News - BMW
Car-makers rise to the challenge of another April 1
2 Apr 2012
THOSE crazy jokesters at BMW have had a great old time with April Fool’s Day this year, taking the cake with a series of media pranks to trump automotive rivals Skoda and Subaru.
Locally, BMW Australia placed full-page advertisements in a number of newspapers declaring that its cars would be exempt from the Luxury Car Tax because they were not cars but “ultimate driving machines”.
But their colleagues in the UK – inspired by BMW’s status as the official car of the London Olympics – upped the ante with a press release announcing the “driverless running coach” to help boost their fitness.
The release described how surround-view cameras combine with onboard computers to allow the car to follow a jogging owner, with exterior speakers playing words of encouragement and a Lock Out Logistics (LOL, in case you didn’t work it out) feature ensuring the runner does not stop before a pre-set distance is achieved.
Oh, yes, and the official spokesman is one Alvin Alaff from the company’s Futile Innovations division.
But head office in Munich proved the Germans are still the masters of this humour business with a stunning follow-up to last year’s excellent M3 Ute stunt.
A convincing release titled “Mini goes Camping” announced the latest innovations from the company’s British brand – a compact luxury caravan with all mod-cons and a foldaway roof-top tent, each designed to sleep two people.
While the release played a very straight bat, the impressive photos – which appear to be real, not PhotoShopped – provide the giveaway, with the cars carrying the number-plates HO AX 2012 and JO KE 2012.
Škoda Australia joined in the fun, announcing it was sponsoring Sydney’s famous ‘Coathanger’ in a groundbreaking deal that would see it renamed with the Škoda accent as the Šydney Harbour Bridge.
In a release issued by creative director “Fabia Superb”, the company said the bridge would fly Škoda flags instead of the Australian flag and display the company’s winged-arrow logo in neon lights on its famous arch, while Škoda drivers would be able to cross toll-free and bridge climbers would be transported in Yetis instead and having to walk.
Škoda Australia general manager Matthew Wiesner – a real person! – revealed his vision for total domination by the Czech brand.
“I have a dream that one day a Škoda will sit in the driveway of every home in Australia, and this sponsorship is the next step in realising that dream,” declared Herr Wiesner, without due recognition to Martin Luther King.
“Soon, every car on the Bradfield Highway will be a Škoda.”
Back in the UK, Subaru announced the release of the world’s first self-cleaning, as demonstrated through a video posted on YouTube showing the owner removing mud at the press of a button on the key fob.
According to company spokesman Ai Lai (geddit?): “Nanogenerators convert mechanical energy available in the environment into electrical energy, activating safe low-voltage electrical currents on the car’s outer body surface.
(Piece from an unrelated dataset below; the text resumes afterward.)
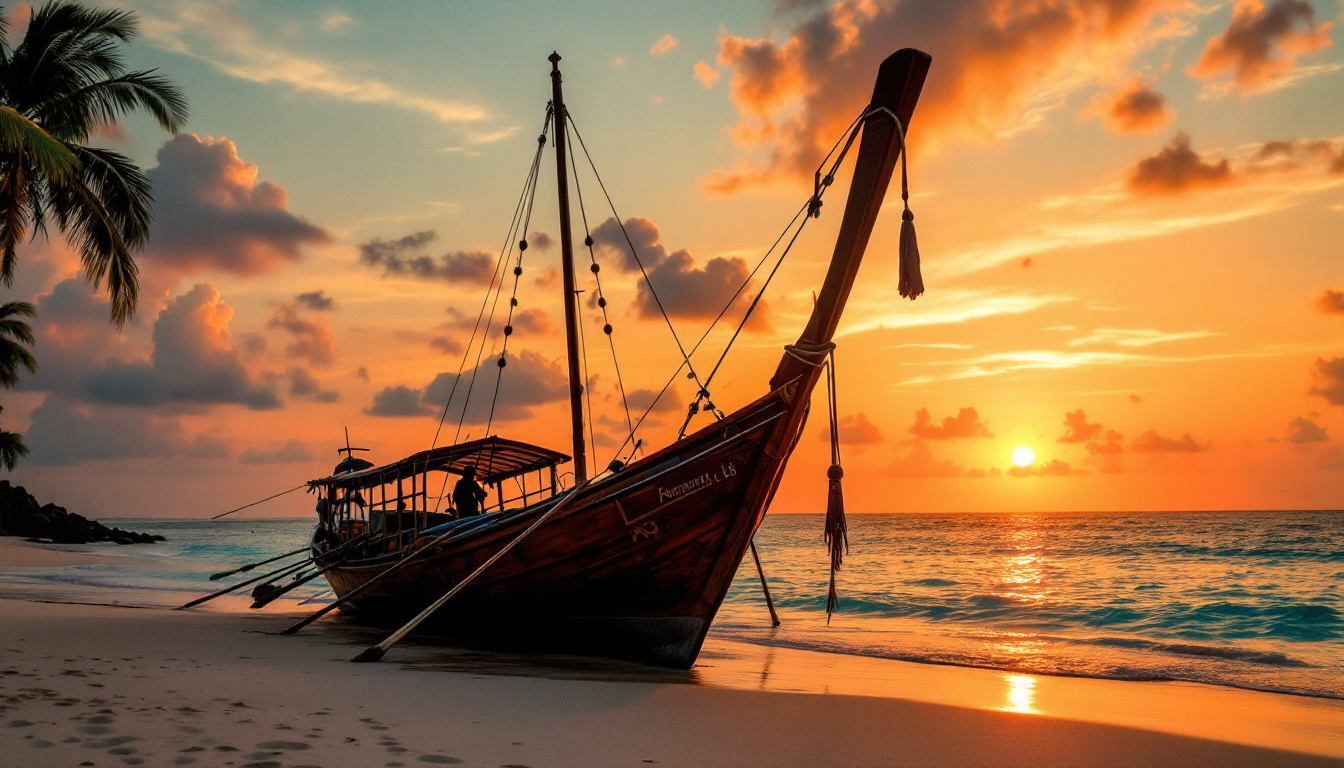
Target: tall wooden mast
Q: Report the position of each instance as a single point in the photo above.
(571, 299)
These currents flow in precise, overlapping patterns to disturb and dissolve micro-attachments on the car’s metalwork, such as dirt and dust.”
British company HPI, which runs a used car history check service, took the opportunity to launch ‘Check for Singletons’ to help lonely hearts navigate the treacherous dating game.
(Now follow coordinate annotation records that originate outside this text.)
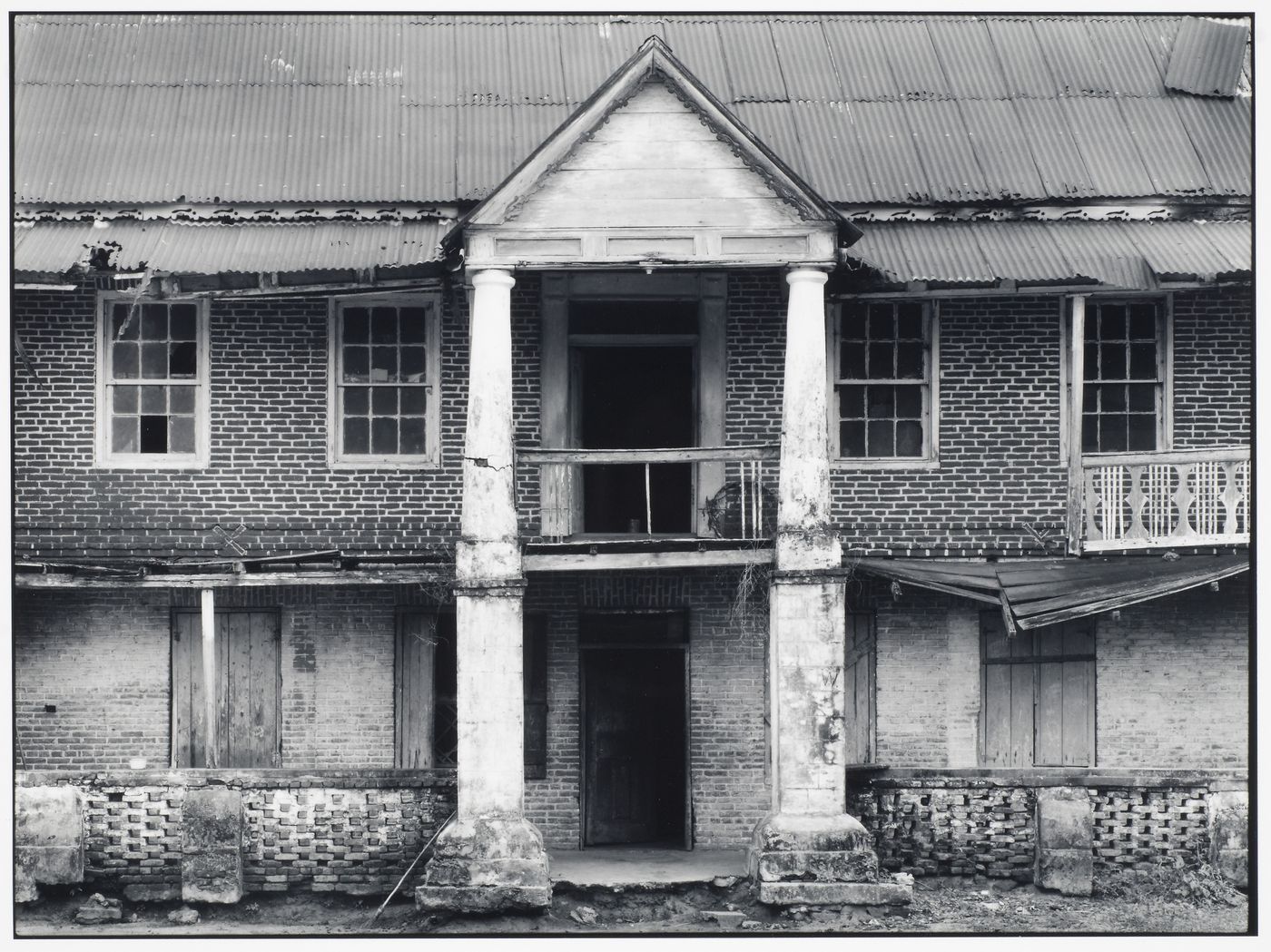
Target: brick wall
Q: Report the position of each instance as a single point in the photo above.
(928, 678)
(727, 698)
(346, 831)
(1000, 464)
(980, 822)
(1173, 679)
(103, 660)
(1213, 368)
It will establish if potential partners should be written-off, have outstanding debts, have been in trouble with the police or been around the block more times than they admit.
Finally, satellite-navigation company TomTom revealed the results of rigorous tests designed to stop children in cars from disturbing the driver with unnecessary crying and yelling.
After six months working with 300 baby and toddler volunteers, Project GAGA determined that the navigation voice of Darth Vader increases children’s happiness in the car by over 68 per cent.
Apparently they were less impressed with Yoda or even Homer Simpson. Go figure.